Clip 'n' Save: Snagging an Adviser

Not quite ready to choose your own junior tutorial leader or thesis advisor for next year? FM has some sound
By H. Zane B. Wruble

Not quite ready to choose your own junior tutorial leader or thesis advisor for next year? FM has some sound advice to guide you through the daunting process.

First comes your own window shopping. Ensure that your advisor is someone with whom you can tolerate spending some serious quality time. A practical consideration: while being easy on the eyes doesn’t hurt, excessive good looks may be detrimental if you are as easily distracted as FM is.

Once you have nailed your target, here is how to snag him or her as your very own:

1. Not all department members are required to accept the responsibility for an overambitious and overextended Harvard undergrad. Hey section guy, it’s time to suck up your overconfidence and pride and remember that the professors may actually know more than you do. On the other hand, if you do have some semblance of a social life, here are things to avoid: drunk dialing potential candidates, letting your friends drunk dial them, or arriving red-eyed to a meeting with them after many drunk dials.

2. Outshine the competition.
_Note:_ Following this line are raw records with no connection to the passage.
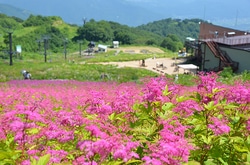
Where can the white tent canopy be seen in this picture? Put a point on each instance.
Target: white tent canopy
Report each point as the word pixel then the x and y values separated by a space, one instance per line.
pixel 189 67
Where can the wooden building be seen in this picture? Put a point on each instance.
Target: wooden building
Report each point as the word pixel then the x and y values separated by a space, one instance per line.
pixel 219 47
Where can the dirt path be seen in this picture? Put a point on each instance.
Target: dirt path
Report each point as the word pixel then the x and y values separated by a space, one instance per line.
pixel 158 65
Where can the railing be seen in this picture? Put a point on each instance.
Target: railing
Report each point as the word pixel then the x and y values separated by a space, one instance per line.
pixel 236 40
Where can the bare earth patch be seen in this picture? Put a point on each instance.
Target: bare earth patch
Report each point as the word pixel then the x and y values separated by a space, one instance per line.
pixel 139 49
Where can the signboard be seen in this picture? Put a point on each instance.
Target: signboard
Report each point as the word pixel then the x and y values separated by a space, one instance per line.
pixel 18 49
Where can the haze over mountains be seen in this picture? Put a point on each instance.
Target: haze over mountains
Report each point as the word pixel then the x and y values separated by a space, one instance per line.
pixel 228 13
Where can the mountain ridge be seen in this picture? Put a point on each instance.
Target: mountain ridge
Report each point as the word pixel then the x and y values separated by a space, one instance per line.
pixel 138 12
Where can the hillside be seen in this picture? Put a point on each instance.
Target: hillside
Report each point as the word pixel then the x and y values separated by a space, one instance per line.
pixel 14 11
pixel 134 13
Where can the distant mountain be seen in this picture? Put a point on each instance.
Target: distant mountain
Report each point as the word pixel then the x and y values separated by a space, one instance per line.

Be aware of their current research, remember the names and ages of their children, and always, always agree with their opinions. Stalking is a form of flattery. Another good method: allow your target to become inebriated at a concentration party (hey, it’s been known to happen)—while, of course, declining to partake yourself—and then make your move. Odds are they will be in a better mood and agree to be your personal babysitter for the next year.

3. Should you fail at achieving your goal (or simply be too lazy to find your own advisor), some departments will be nice enough to play matchmaker rather than screw you over. Or at least that’s what FM would like to think they are doing.